The bad news, of which there is plenty, is that the life he faces is so brutal that he is more likely to commit suicide than if he were free, and his chances of being raped and beaten, possibly repeatedly, appear exponentially greater.

All told, there are likely at least hundreds of thousands of violent acts that occur in this city every year that could be counted as a crime if they occurred on the other side of the fence. For comparison, there were 1.2 million violent crimes reported to the FBI by police departments across the country in 2012, and a little more than 5.8 million self-reported by inmates that same year, according to the BJS survey.

With the exception of fatalities — which, after all, pretty much count themselves — the Justice Department statisticians go to the greatest trouble to tally rapes and sexual assaults inside prisons, or at least they have since Congress passed the Prison Rape Elimination Act in 2003 mandating for the first time that they go through the trouble of estimating the crisis.

The most recent numbers are staggering. In a 2012 survey, a full 4 percent of the nation’s prisoners and 3.2 percent of jail inmates reported being sexually victimized in the previous 12 months, more than half of which said the alleged incident involved a prison guard or other staff member. When you account for inmate turnover that figure represents roughly 200,000 possible victims a year, according to BJS. Because the survey tallies victims and not incidents, an inmate who is raped repeatedly in a given year counts as a single entry.

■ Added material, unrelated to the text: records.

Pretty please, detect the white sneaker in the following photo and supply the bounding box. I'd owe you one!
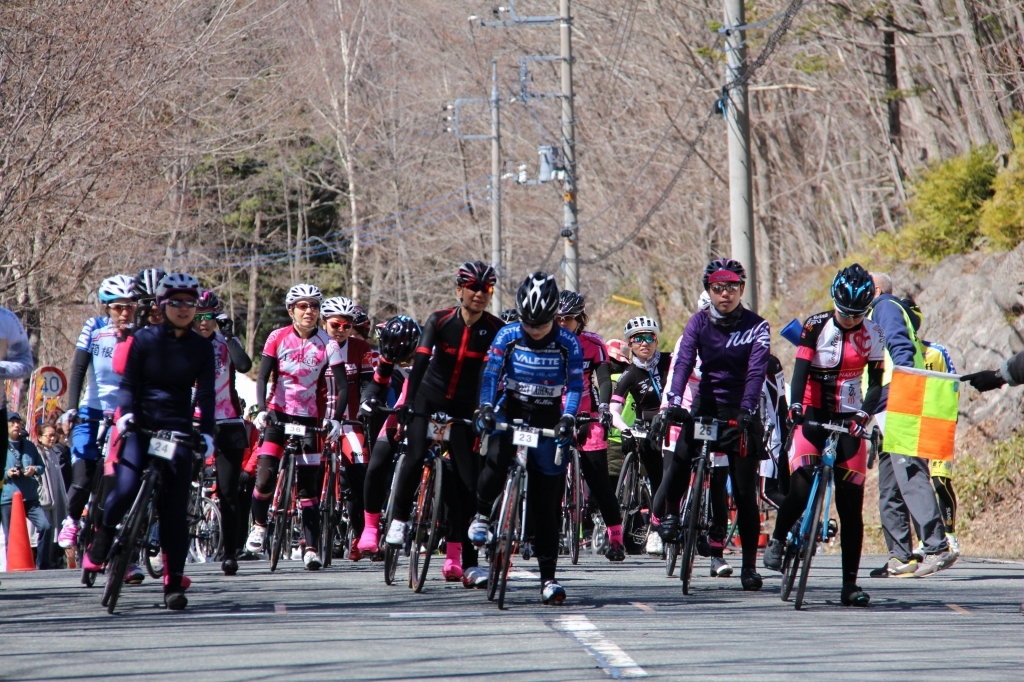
[385,519,406,547]
[149,552,164,575]
[645,530,663,554]
[946,534,961,557]
[303,549,322,571]
[245,525,266,553]
[291,547,302,561]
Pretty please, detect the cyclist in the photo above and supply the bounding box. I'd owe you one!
[354,316,419,561]
[0,306,33,466]
[555,291,625,561]
[499,308,519,324]
[133,268,167,328]
[469,272,583,604]
[609,315,671,554]
[320,296,374,560]
[385,262,502,584]
[351,306,372,342]
[58,275,143,581]
[82,273,215,610]
[246,284,346,571]
[657,258,770,591]
[762,264,884,606]
[191,290,253,575]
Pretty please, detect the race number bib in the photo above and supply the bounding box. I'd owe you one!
[148,437,176,460]
[284,423,307,437]
[694,421,718,441]
[512,428,540,449]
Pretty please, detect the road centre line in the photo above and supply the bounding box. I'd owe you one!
[552,614,647,679]
[630,602,656,614]
[946,603,971,615]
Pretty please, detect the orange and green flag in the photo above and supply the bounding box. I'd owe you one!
[884,366,959,461]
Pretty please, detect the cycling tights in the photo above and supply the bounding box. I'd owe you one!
[213,423,247,556]
[577,448,622,527]
[931,476,957,535]
[634,438,663,504]
[67,459,99,519]
[476,435,566,583]
[252,456,321,549]
[773,467,864,585]
[340,461,366,538]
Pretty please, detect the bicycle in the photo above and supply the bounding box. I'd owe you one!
[186,470,222,563]
[368,405,412,586]
[676,416,739,596]
[614,422,653,560]
[560,416,596,566]
[75,416,113,583]
[485,420,558,610]
[85,426,200,614]
[780,419,881,609]
[263,418,328,572]
[318,419,365,568]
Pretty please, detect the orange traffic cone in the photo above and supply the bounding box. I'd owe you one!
[6,490,38,571]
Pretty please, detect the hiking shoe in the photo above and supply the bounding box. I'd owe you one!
[462,566,488,589]
[946,534,961,557]
[710,556,733,577]
[740,568,763,591]
[869,557,917,578]
[57,517,78,549]
[915,550,957,577]
[763,538,784,572]
[385,519,407,547]
[245,525,266,553]
[541,580,566,605]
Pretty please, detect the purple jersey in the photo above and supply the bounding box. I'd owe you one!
[666,307,770,413]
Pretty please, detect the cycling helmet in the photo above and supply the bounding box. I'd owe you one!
[702,257,746,290]
[196,289,221,312]
[606,338,629,364]
[98,275,135,303]
[456,261,497,288]
[697,290,712,312]
[557,290,586,318]
[515,272,559,325]
[831,263,874,316]
[285,283,322,306]
[321,296,359,319]
[352,306,371,335]
[499,308,520,324]
[624,315,659,337]
[376,315,422,364]
[133,268,166,299]
[156,273,200,302]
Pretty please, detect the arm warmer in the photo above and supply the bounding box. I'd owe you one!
[256,355,276,412]
[226,337,253,374]
[594,362,612,405]
[861,362,884,415]
[329,362,348,421]
[66,349,92,409]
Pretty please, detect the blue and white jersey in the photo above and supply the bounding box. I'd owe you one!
[0,307,34,410]
[480,324,584,426]
[75,316,121,412]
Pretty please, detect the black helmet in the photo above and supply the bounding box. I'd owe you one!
[456,261,497,288]
[499,308,519,324]
[831,263,874,316]
[702,258,746,290]
[516,272,559,326]
[352,306,371,335]
[196,289,221,312]
[376,315,422,363]
[134,268,166,299]
[557,290,586,318]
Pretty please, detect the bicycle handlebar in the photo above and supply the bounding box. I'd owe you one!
[803,420,871,439]
[493,421,557,439]
[370,404,473,426]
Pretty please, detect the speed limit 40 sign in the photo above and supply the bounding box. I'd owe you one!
[37,366,67,398]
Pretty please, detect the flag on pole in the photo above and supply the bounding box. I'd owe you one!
[884,366,959,460]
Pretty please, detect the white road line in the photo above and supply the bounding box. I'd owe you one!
[552,614,647,679]
[388,612,484,619]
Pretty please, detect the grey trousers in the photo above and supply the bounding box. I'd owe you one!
[877,452,947,560]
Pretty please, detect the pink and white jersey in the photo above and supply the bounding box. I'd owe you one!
[262,326,343,418]
[577,331,609,415]
[195,333,243,422]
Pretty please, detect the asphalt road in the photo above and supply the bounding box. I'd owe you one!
[2,551,1022,681]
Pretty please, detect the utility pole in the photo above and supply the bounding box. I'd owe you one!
[490,60,503,312]
[724,0,758,311]
[559,0,579,292]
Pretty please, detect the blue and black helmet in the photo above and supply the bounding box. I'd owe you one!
[831,264,874,316]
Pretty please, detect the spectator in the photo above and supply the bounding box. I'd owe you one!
[0,305,34,457]
[3,411,52,569]
[38,422,72,491]
[36,422,69,566]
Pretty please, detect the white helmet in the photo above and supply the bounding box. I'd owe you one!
[99,275,135,303]
[156,273,200,301]
[697,291,712,312]
[321,296,359,319]
[285,283,322,306]
[624,315,659,337]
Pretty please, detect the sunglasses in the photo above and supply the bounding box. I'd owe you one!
[292,302,320,312]
[522,320,551,330]
[194,312,217,322]
[108,303,137,313]
[630,333,656,345]
[462,283,494,294]
[165,299,198,309]
[556,315,576,324]
[328,320,353,331]
[835,308,865,320]
[709,283,742,294]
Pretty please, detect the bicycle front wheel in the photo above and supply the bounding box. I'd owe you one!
[780,536,800,602]
[319,453,338,567]
[104,470,157,614]
[269,456,295,572]
[412,461,443,593]
[680,457,706,596]
[143,504,161,580]
[383,453,404,585]
[191,497,222,563]
[496,467,523,610]
[795,467,828,610]
[566,450,583,565]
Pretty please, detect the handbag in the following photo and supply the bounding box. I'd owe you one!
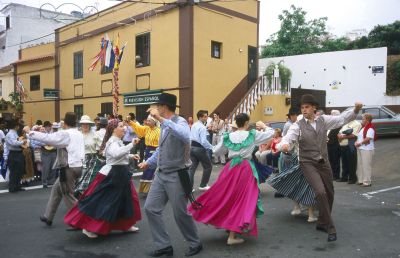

It’s realistic to believe that the true number of incidents is a multiple many times that 200,000 figure. “Rape is not part of the penalty,” says Stannow. “It’s enormously important that we have a detailed picture of what’s happening because that’s the data that we need to solve the problem.” In the rest of the country, meanwhile, the self-reported total of rapes and sexual assaults in 2012 was 346,830, representing a rate of 1.3 per 1,000 people 12 years of age or older, or 0.13 percent.*

While rapes have garnered the most attention since the government first began surveying inmates in 2004, it is the near-constant physical abuse — again, at the hands of both inmates and guards—that goes almost entirely unquestioned. The numbers here, too, are imperfect and somewhat dated, but a self-reported survey from 2004 found that 16% of state inmates said they had been injured in a fight since they began doing time.

Administrative prison records offer another data point: In 2000, inmates were given 52,307 violations for assaulting fellow prisoners or guards, for a rate of 4,260 violations per 100,000 prisoners. Outside prison walls, meanwhile, the FBI tallied 911,706 aggravated assaults that same year, for a rate of 324 for every 100,000 people.

The number of people incarcerated in the United States quadrupled during the past four decades before plateauing (and then slightly receding) in the past five years. The inmate population grew so fast during the boom that states were unable to build prisons fast enough to keep up: At last count, more than half of the state prison systems, as well as the federal one, were operating at or above 100% capacity. If we choose to continue to lock people up at a rate unparalleled in the world, we should at least be honest and acknowledge that doing so is aimed at eliminating violence from our streets, not necessarily our country.